Schließlich gebieten verfassungsrechtliche Erwägungen entgegen der vom Verwaltungsgericht vertretenen Auffassung keine andere Sichtweise. Insbesondere liegt auch kein Verstoß gegen den Gleichheitssatz des Art. 3 Abs. 1 GG vor. Denn die dem Leistungsausschluss bei Erwachsenen zugrunde liegende medizinische Erwägung, zwischen kieferorthopädischen Maßnahmen vor Abschluss des Skelettwachstums und danach zu differenzieren, rechtfertigt die ungleiche Behandlung von Erwachsenen und Jugendlichen bei kieferorthopädischen Maßnahmen (so für das allgemeine Krankenversicherungsrecht: BSG vom 9.12.1997 BSGE 81, 245/250; vom 20.6.2005 Az. B 1 KR 20/04 B Juris-Dokument KSRE 020681714). Soweit das Verwaltungsgericht in der Anwendung der Altersbegrenzung vorliegend einen Verstoß gegen die Menschenwürde (Art. 1 Abs. 1 Satz 1 GG) und das allgemeine Persönlichkeitsrecht (Art. 2 Abs. 1 GG) sieht (vgl. S. 10 f. der Entscheidungsgründe), folgt der Senat dem nicht und vermag vor allem keine Ansatzpunkte für das Vorliegen eines Verstoßes gegen den Grundsatz der Unantastbarkeit der Menschenwürde zu erkennen. Denn allein durch den Verweis auf andere, dem Stand der Wissenschaft entsprechende, nach den Regeln der ärztlichen Kunst durchzuführende und darüber hinaus auch beihilfefähige Behandlungsmöglichkeiten (hier: Versorgung mit einem Implantat oder Überkronung der Zahnlücke) wird weder die "Subjektqualität (des Beihilfeberechtigten) prinzipiell in Frage" gestellt, noch kommt darin eine "Verachtung des Wertes, der dem Menschen kraft seines Personseins zukommt, also in diesem Sinne eine 'verächtliche Behandlung'" zum Ausdruck (so zu den Voraussetzungen von Art. 1 Abs. 1 GG: BVerfG vom 15.12.1970 BVerfGE 30, 1/25).
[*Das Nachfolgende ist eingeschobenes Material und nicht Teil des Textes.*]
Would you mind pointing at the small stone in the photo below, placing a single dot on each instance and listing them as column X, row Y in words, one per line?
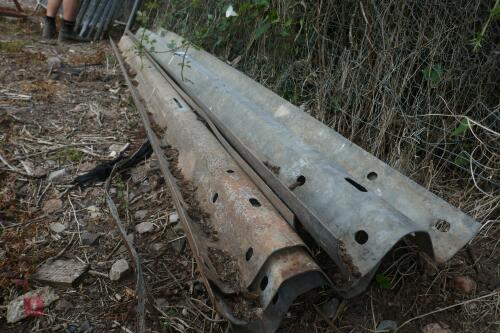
column 57, row 227
column 330, row 307
column 387, row 326
column 139, row 173
column 464, row 284
column 52, row 206
column 85, row 327
column 161, row 302
column 141, row 214
column 57, row 174
column 119, row 269
column 173, row 218
column 86, row 166
column 158, row 247
column 435, row 328
column 115, row 149
column 54, row 63
column 179, row 244
column 94, row 212
column 63, row 305
column 64, row 273
column 89, row 238
column 144, row 227
column 32, row 303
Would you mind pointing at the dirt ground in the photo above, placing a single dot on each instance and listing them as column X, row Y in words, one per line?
column 67, row 114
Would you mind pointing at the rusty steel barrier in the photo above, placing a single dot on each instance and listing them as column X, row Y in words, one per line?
column 241, row 233
column 364, row 207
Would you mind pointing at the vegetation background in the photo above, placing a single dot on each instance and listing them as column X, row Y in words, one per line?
column 416, row 83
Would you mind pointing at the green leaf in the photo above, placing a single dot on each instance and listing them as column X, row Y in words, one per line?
column 433, row 74
column 383, row 281
column 461, row 128
column 462, row 159
column 261, row 30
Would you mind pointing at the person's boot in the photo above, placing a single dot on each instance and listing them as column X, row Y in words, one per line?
column 49, row 27
column 68, row 34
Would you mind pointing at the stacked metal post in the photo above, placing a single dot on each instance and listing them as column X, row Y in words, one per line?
column 94, row 17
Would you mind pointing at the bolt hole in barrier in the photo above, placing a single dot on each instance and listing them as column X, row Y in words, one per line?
column 264, row 282
column 249, row 254
column 178, row 103
column 442, row 225
column 358, row 186
column 361, row 237
column 255, row 202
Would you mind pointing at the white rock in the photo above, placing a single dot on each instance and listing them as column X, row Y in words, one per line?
column 30, row 304
column 94, row 212
column 144, row 227
column 57, row 227
column 330, row 307
column 173, row 218
column 118, row 270
column 52, row 205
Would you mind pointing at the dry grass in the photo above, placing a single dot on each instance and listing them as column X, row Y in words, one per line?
column 397, row 78
column 400, row 79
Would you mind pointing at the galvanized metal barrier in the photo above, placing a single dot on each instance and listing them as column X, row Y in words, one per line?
column 364, row 203
column 273, row 264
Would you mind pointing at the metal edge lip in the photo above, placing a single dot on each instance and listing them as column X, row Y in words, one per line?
column 303, row 269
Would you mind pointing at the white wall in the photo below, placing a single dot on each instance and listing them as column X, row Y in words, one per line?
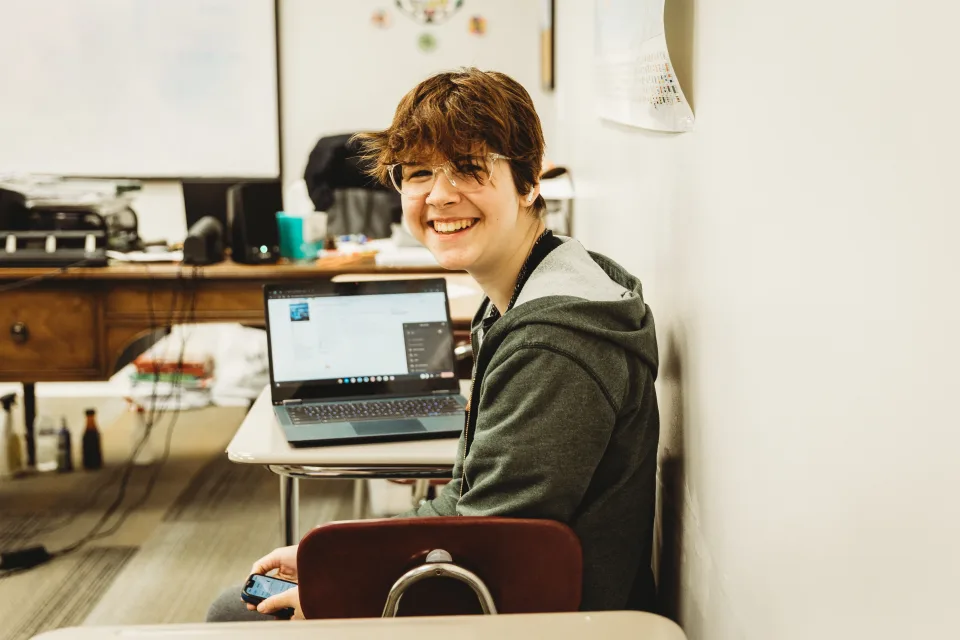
column 340, row 73
column 799, row 252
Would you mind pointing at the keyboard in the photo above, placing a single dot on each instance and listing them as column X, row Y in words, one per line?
column 360, row 410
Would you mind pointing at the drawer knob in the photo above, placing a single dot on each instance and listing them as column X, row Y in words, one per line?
column 19, row 333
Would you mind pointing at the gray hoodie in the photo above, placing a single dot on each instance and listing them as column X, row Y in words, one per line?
column 564, row 422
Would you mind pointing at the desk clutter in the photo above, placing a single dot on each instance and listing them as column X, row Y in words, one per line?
column 47, row 221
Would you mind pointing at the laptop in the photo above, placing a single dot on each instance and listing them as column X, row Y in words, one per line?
column 359, row 362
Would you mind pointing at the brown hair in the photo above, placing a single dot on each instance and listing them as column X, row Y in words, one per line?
column 451, row 114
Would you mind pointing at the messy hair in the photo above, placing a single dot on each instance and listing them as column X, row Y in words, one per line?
column 457, row 114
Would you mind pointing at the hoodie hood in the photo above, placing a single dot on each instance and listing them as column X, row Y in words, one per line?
column 587, row 293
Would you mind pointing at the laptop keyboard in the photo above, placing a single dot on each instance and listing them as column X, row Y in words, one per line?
column 355, row 411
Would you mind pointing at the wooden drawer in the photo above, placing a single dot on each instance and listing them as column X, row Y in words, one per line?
column 163, row 302
column 61, row 332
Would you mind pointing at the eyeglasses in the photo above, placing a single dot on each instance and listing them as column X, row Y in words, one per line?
column 466, row 175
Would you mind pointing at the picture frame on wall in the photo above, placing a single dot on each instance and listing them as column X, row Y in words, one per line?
column 547, row 37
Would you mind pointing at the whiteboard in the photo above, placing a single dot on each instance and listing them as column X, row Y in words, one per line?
column 139, row 88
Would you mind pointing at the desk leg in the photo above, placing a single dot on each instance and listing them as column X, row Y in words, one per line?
column 29, row 414
column 290, row 509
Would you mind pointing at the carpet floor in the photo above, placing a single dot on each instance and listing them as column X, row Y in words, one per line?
column 204, row 523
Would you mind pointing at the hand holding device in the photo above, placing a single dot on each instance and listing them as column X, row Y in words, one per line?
column 284, row 560
column 281, row 597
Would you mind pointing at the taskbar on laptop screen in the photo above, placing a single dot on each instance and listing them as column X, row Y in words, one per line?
column 358, row 386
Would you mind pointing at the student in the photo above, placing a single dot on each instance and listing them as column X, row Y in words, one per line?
column 563, row 423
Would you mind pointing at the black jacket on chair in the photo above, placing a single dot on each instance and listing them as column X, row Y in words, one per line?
column 354, row 201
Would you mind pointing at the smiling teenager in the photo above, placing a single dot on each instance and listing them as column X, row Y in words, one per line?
column 563, row 422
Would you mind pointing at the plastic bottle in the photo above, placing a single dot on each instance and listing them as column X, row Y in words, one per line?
column 92, row 453
column 45, row 429
column 64, row 448
column 11, row 454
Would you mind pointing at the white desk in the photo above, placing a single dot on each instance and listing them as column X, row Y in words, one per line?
column 556, row 626
column 259, row 440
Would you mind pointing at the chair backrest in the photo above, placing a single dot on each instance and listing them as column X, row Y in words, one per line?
column 529, row 566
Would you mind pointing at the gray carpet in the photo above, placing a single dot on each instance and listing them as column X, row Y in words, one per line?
column 202, row 528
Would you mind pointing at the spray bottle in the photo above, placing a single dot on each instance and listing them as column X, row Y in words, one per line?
column 11, row 454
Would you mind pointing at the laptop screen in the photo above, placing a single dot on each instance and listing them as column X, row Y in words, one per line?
column 360, row 336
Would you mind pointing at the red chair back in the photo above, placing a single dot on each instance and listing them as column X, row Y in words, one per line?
column 529, row 566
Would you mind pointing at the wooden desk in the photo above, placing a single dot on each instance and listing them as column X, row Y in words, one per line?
column 555, row 626
column 75, row 324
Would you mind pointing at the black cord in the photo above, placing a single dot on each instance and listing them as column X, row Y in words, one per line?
column 156, row 414
column 176, row 389
column 26, row 282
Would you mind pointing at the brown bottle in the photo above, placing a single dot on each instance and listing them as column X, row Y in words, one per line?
column 92, row 453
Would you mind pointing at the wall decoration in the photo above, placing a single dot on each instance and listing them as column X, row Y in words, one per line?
column 478, row 25
column 381, row 18
column 636, row 82
column 547, row 17
column 429, row 11
column 427, row 42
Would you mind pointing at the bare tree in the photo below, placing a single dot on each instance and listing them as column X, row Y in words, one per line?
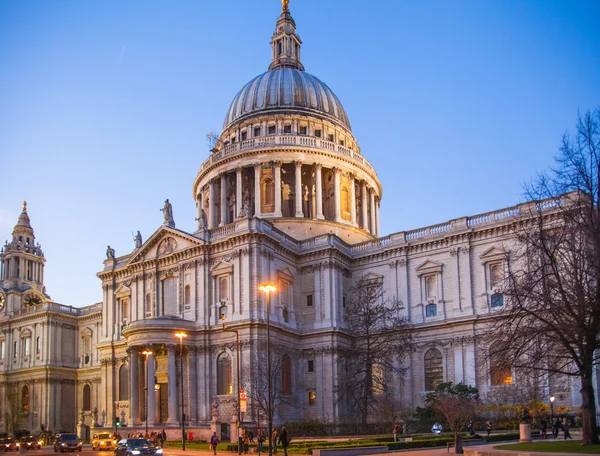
column 255, row 380
column 459, row 403
column 550, row 321
column 378, row 340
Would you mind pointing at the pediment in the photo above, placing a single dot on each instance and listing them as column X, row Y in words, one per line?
column 286, row 274
column 122, row 290
column 164, row 242
column 428, row 267
column 222, row 267
column 493, row 253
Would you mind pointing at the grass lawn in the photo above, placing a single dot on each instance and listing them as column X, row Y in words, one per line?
column 569, row 446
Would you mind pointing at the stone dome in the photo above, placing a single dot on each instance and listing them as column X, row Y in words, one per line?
column 283, row 89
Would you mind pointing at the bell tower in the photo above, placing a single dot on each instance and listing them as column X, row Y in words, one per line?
column 285, row 42
column 22, row 267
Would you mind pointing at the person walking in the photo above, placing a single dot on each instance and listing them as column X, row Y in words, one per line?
column 261, row 438
column 284, row 440
column 566, row 428
column 274, row 440
column 214, row 441
column 543, row 428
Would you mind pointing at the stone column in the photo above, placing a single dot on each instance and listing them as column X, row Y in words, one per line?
column 212, row 205
column 223, row 199
column 372, row 204
column 173, row 379
column 363, row 206
column 257, row 189
column 336, row 195
column 151, row 412
column 298, row 189
column 352, row 200
column 134, row 385
column 319, row 191
column 238, row 192
column 277, row 173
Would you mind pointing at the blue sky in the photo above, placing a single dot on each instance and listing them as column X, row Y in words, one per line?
column 104, row 106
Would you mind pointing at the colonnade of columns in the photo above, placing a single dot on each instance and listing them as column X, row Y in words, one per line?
column 260, row 190
column 145, row 398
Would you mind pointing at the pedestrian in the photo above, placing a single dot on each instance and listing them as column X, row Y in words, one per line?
column 543, row 428
column 284, row 440
column 261, row 439
column 274, row 440
column 214, row 441
column 566, row 428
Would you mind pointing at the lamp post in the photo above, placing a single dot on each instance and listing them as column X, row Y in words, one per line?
column 181, row 335
column 147, row 353
column 237, row 350
column 267, row 289
column 552, row 416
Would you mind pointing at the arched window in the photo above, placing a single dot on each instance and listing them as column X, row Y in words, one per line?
column 25, row 399
column 224, row 385
column 269, row 192
column 87, row 398
column 434, row 371
column 286, row 375
column 124, row 383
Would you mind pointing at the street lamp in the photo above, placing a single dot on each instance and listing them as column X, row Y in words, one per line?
column 552, row 415
column 147, row 353
column 267, row 289
column 181, row 335
column 237, row 350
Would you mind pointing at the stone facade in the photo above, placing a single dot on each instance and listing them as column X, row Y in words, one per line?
column 286, row 197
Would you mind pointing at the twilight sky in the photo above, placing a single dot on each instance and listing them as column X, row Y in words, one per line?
column 104, row 106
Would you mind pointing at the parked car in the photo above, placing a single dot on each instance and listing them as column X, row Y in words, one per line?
column 67, row 442
column 103, row 441
column 9, row 444
column 136, row 447
column 30, row 443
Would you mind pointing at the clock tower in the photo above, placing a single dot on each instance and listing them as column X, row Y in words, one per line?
column 21, row 268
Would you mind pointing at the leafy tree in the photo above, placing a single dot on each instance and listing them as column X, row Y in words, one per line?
column 458, row 403
column 378, row 340
column 550, row 321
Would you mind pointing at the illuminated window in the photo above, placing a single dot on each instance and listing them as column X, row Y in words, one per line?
column 124, row 383
column 224, row 384
column 25, row 399
column 286, row 375
column 434, row 371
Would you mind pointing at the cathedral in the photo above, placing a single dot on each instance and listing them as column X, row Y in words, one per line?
column 287, row 198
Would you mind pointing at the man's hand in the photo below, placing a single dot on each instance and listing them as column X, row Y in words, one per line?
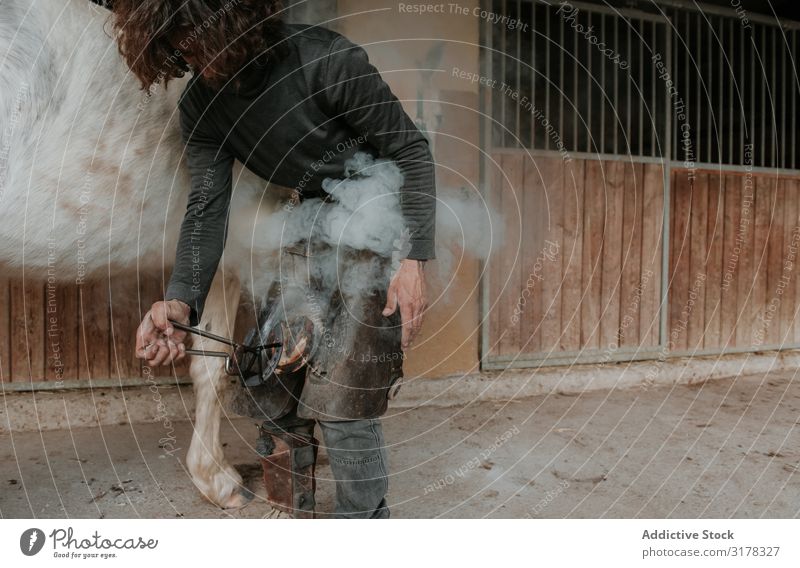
column 407, row 288
column 157, row 341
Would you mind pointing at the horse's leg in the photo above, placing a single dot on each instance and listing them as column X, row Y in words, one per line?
column 216, row 479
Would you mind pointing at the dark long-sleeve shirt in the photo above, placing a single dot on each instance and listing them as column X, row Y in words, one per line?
column 294, row 122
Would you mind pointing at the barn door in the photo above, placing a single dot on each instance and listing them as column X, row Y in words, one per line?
column 577, row 158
2. Die Kostenentscheidung ergibt sich aus § 154 Abs. 1 VwGO. Die Entscheidung über die vorläufige Vollstreckbarkeit folgt aus § 167 VwGO i.V.m. § 708 Nr. 11, § 711 ZPO.

3. Die Revision ist nicht zuzulassen, weil die Voraussetzungen des § 132 Abs. 2 VwGO nicht gegeben sind.

Beschluss:

Der Streitwert wird für das Berufungsverfahren auf 235 Euro festgesetzt (§§ 47, 52 Abs. 3 GKG).